Вся пунцовая от смущения, от непривычки говорить равным голосом с мужчинами, от волновавших ее мыслей, девушка глядела своими добрыми серыми глазами в лицо Прохора, склонив русую голову набок.
-- Кто-нибудь найдется! -- буркнул маньчжурец,-- Свет не без добрых людей...
-- А ты мне укажи! -- настаивала Настя.
-- Штундист может! Можешь, Паша?
-- Не знаю... Если больше никого не найдется, могу,-- выдергивая из полы шерсть, низко склонившись к лавке, отозвался тот.
-- И народ собирать, и слова им говорить, и бумаги искать в городе...
-- Нет, я вон -- про что Прохор...-- тихонько вымолвил он.-- Урядника если.
-- Ему про Фому, а он про малиновый куст! -- досадливо махнула девушка рукой. -- Ты, шахтер, можешь?
-- Я? Я все могу! -- ответил Петя.
-- Ой ли?..
-- Все... У меня сердце от безделья лопается, а вы -- тары-бары, четыре пары... Слов хоть отбавляй, а дела ни на собачью слезу... Попов насобирали... в библии глядят...
-- Кто же еще есть? -- спрашивала Настя брата.-- Рылов -- молодое бя, сам не согласится в чужой пехтерь лезти, дядя Александр Богач -- малограмотен, у Колоухова -- семейство, мое, бабье дело -- тоже сторона... Кто еще?
-- Ну, ну, вали!..-- пристально вглядываясь, будто в первый раз различая ее настоящее лицо, одобрительно шептали мужики.
-- Вот вам и ну! Сами знаете, что надо, мне вас не учить...
Словно опомнившись, или проснувшись от сладкого сна, или испугавшись своей смелости, Настя еще больше зарделась и оборвала речь.
-- Хоть бы ты не лезла, мокрохвостая! -- опять заскулила старуха.-- Прешь дуром не знам куды!.. Чего-ка тебе, робенку, надоть?..
-- Мать,-- сказал ей Прохор,-- чужого человека я оконфузил бы до смерти, убей меня бог!.. Чего ты, зуда, зудишь? Чего тебе не сидится смирно?.. Мать, уйди от греха в чулан...
Губы у него затряслись. Старуха, наклонившись под шесток, начала заботливо сгребать золу в старое ведро.
-- Какой вострый,-- через значительный промежуток времени стала набирать она себе под нос: -- "Мать, поди в чулан"... На холод-то!.. Сидит-сидит, да и выдумат, чего не след... "Поди-ка в чулан..." Что ли, сейчас троица?..
Настины и наши доводы были основательными, возразить Галкину было нечего. Побарабанив пальцами по лавке, поглядев в промерзлое окно на улицу, ни с того ни с сего набросился на нас с Ильей Микитичем.
-- Почему вы, идолы, не прихватили с собой Платона Матвеича? У меня с ним должен быть сурьезный разговор по этому случаю. Почему он к нам не приехал?.. Деньги у человека брать руки не отвалились, а к себе позвать -- язык отвалился?..

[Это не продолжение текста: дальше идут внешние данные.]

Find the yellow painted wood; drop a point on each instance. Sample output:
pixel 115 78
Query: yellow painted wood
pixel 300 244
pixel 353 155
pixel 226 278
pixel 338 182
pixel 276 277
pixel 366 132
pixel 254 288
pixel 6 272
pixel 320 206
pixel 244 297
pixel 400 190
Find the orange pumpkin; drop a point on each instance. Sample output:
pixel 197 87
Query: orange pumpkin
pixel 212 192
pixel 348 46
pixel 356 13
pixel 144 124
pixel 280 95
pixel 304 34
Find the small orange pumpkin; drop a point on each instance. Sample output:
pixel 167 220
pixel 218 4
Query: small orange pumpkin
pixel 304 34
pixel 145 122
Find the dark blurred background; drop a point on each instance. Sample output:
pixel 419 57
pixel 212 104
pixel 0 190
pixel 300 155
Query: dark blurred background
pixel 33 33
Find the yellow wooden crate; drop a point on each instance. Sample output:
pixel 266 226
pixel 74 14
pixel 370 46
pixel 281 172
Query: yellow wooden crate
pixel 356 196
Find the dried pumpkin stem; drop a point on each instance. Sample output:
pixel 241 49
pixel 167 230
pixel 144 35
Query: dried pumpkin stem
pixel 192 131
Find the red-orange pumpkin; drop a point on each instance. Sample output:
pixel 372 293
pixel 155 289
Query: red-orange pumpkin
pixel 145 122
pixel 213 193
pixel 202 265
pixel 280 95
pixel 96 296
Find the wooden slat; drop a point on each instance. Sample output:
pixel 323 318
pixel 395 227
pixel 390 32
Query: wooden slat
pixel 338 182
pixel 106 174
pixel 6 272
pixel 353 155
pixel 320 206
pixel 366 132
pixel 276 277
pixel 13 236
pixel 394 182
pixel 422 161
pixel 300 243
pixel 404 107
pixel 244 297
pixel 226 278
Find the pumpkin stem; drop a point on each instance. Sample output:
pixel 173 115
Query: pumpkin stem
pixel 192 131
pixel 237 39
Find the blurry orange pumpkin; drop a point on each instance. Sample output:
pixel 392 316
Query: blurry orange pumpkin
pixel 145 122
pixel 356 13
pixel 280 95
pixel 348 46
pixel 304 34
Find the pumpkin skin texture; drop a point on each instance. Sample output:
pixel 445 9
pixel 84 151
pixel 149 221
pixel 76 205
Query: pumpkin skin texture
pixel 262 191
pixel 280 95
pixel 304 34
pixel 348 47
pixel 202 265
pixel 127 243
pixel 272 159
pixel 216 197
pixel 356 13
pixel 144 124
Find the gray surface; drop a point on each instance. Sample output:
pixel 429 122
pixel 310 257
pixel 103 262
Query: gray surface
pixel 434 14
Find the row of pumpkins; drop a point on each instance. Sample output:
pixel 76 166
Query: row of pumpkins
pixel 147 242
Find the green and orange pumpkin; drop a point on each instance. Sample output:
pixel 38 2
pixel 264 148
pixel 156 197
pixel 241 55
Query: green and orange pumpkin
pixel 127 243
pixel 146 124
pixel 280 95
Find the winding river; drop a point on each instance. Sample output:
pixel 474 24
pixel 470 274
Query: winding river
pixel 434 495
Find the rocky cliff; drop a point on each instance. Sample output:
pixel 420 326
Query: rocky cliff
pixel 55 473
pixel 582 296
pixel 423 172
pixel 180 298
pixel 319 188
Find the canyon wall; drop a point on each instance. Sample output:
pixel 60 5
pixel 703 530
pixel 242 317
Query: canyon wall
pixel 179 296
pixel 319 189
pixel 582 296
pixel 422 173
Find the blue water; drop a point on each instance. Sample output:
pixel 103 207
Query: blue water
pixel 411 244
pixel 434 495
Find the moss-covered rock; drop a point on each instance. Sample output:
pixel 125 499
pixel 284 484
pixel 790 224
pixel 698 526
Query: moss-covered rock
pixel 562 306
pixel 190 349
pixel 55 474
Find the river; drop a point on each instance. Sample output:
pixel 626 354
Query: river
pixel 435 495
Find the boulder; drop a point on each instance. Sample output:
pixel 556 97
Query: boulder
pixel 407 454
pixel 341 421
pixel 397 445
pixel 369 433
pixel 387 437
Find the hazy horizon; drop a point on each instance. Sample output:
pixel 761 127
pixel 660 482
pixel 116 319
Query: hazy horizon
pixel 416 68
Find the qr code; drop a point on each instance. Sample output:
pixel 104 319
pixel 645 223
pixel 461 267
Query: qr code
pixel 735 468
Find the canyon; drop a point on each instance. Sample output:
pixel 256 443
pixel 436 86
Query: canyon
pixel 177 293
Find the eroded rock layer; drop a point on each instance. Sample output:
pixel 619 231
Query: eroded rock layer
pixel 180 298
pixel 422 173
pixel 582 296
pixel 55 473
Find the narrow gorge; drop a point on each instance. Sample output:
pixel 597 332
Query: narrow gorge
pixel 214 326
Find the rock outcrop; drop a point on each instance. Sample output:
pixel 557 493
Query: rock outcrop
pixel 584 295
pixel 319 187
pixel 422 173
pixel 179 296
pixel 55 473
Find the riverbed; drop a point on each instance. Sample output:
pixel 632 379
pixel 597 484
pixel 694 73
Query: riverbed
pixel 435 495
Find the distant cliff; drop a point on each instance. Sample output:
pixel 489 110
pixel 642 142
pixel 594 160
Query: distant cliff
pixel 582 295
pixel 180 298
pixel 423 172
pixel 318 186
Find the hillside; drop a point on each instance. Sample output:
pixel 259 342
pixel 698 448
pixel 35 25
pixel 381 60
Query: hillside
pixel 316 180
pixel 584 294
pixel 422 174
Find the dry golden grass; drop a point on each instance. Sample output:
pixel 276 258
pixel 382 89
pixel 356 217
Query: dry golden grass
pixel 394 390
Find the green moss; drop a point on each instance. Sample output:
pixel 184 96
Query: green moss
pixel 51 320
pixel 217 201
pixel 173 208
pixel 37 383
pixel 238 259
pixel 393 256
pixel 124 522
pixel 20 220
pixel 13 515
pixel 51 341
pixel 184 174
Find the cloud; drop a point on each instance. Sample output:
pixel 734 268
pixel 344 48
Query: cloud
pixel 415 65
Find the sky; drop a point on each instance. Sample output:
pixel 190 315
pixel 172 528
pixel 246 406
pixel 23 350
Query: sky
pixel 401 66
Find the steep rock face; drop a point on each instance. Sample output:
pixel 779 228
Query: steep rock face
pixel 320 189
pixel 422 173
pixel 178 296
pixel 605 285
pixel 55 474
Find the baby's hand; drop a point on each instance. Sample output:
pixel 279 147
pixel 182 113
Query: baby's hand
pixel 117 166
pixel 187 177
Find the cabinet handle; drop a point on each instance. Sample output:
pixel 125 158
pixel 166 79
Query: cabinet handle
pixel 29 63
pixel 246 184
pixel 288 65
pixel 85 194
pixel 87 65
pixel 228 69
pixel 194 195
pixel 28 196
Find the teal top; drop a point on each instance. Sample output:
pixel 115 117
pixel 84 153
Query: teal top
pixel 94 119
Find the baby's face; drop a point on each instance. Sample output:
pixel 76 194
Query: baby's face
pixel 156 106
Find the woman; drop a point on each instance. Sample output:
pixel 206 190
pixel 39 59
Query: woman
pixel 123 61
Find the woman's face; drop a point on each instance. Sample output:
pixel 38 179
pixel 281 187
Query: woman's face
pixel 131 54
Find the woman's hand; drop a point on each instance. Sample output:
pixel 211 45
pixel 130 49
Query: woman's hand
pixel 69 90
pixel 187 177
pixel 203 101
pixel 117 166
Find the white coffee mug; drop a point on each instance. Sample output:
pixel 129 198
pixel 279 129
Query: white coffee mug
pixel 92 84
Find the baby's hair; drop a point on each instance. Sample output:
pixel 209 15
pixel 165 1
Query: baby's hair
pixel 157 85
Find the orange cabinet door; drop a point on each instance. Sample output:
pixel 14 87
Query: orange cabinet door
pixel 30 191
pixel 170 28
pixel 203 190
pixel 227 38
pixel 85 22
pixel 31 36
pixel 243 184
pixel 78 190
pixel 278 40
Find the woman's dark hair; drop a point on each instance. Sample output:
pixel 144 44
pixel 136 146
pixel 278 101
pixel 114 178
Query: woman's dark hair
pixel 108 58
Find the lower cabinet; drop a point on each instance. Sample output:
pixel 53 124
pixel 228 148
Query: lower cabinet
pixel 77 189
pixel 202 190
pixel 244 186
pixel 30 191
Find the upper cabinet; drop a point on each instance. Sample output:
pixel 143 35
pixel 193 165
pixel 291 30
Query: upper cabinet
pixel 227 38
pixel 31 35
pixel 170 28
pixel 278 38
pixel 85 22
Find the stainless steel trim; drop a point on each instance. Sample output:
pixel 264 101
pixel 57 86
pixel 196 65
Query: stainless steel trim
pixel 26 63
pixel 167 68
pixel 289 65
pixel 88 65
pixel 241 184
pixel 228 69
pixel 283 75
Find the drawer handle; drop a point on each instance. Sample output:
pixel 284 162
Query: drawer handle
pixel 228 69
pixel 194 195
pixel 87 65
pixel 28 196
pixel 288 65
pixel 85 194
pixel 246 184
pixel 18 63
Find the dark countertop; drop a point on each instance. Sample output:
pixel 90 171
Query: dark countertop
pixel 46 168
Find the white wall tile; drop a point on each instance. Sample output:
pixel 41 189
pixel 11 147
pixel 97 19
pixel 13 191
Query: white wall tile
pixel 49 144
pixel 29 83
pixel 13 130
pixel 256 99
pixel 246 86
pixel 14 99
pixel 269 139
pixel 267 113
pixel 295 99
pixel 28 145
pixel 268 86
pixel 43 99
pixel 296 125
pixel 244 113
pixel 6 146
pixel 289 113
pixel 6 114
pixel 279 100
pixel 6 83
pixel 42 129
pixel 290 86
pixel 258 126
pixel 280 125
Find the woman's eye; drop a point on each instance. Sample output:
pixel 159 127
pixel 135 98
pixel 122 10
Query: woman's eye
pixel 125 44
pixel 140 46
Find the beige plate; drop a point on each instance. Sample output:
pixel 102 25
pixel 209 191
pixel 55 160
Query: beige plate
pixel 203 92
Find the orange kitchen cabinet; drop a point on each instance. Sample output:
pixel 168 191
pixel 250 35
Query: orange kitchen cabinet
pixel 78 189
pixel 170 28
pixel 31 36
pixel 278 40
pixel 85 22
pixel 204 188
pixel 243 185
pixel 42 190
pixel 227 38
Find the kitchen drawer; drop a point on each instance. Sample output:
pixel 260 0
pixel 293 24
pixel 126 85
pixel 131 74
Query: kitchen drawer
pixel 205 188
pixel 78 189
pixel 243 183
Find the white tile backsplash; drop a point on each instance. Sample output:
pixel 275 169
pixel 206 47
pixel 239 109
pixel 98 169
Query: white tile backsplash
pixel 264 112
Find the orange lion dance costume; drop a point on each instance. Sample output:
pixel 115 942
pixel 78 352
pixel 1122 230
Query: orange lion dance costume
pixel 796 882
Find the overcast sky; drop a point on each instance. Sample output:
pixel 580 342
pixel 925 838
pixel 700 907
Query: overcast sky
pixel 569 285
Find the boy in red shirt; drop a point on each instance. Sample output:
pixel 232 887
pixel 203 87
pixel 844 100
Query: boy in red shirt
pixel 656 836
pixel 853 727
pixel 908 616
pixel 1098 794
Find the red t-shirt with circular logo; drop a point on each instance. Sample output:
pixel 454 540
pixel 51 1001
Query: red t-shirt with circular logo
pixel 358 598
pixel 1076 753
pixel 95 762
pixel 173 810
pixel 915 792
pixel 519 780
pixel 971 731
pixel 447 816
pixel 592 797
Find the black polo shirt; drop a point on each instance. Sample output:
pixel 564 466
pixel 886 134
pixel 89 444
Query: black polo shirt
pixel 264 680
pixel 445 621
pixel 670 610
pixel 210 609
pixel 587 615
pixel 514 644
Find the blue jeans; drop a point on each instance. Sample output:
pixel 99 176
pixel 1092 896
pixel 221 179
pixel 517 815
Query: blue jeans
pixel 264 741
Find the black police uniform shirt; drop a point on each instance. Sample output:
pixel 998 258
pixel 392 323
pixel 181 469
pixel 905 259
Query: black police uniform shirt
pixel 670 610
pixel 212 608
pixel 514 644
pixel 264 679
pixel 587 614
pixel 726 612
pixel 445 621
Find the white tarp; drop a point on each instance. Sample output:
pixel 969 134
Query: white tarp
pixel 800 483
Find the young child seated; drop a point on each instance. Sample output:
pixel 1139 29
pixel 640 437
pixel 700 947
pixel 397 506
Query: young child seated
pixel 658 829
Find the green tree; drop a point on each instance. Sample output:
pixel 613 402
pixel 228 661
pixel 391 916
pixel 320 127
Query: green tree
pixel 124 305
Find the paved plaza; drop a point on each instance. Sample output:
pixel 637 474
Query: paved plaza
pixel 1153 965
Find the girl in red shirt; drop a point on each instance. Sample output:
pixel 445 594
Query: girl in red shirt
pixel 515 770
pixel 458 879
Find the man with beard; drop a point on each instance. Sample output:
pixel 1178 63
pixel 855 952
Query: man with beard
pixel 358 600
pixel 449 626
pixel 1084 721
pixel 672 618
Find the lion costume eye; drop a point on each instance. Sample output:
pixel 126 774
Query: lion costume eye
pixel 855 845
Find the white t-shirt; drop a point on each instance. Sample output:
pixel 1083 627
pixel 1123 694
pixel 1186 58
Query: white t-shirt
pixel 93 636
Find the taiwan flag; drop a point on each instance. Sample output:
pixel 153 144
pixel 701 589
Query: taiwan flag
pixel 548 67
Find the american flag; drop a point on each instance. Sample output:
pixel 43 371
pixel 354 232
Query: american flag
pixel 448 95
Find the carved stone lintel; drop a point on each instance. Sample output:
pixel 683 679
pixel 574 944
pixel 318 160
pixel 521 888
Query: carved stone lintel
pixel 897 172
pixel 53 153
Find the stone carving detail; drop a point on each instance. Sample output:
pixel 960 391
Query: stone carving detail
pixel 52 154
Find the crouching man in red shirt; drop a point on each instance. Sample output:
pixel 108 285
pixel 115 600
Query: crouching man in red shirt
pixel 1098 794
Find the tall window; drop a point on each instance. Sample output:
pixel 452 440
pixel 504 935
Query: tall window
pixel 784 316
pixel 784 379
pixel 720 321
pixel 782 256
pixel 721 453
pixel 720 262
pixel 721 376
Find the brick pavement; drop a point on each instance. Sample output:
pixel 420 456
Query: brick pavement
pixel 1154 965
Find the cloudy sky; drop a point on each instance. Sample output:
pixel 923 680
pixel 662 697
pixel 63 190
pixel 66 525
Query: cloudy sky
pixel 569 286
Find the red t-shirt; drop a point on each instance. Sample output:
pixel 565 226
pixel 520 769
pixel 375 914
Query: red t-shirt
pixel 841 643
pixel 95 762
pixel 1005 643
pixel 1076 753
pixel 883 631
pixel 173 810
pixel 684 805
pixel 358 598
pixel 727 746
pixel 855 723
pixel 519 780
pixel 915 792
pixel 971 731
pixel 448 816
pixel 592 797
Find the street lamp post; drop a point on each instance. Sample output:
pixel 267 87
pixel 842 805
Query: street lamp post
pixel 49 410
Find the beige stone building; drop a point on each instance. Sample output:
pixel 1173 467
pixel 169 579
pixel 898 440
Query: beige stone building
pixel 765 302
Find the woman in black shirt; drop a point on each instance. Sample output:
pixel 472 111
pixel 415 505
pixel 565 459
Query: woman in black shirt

-- Погоди-ка, парень, у нас адрец его есть,-- нашелся Илья Микитич.
-- Есть? -- обрадовался Прохор.-- Ну, и то хоть хорошо! Я ему нынче же напишу большое письмо, чтобы ехал в гости... Кстати, вас отругаю за ротозейство...
Илья Микитич обратился к шахтеру:
-- Про какую ты новость обмолвился, Петрушка?
Шахтер, осклабившись, ответил:
-- У нас тут пилатовская баба на днях черта родила... А-а, будь она трижды проклята, собака!
-- Чего ты городишь, пустомеля? -- рассердился Лопатин.
-- Ну, ей же богу! Весь в шерсти, как стерва, а голова человечья: уши, ноздри, голубые глаза...
Мы в недоумении переглядываемся, остальные ржут. У Рылова даже выступили слезы на глазах.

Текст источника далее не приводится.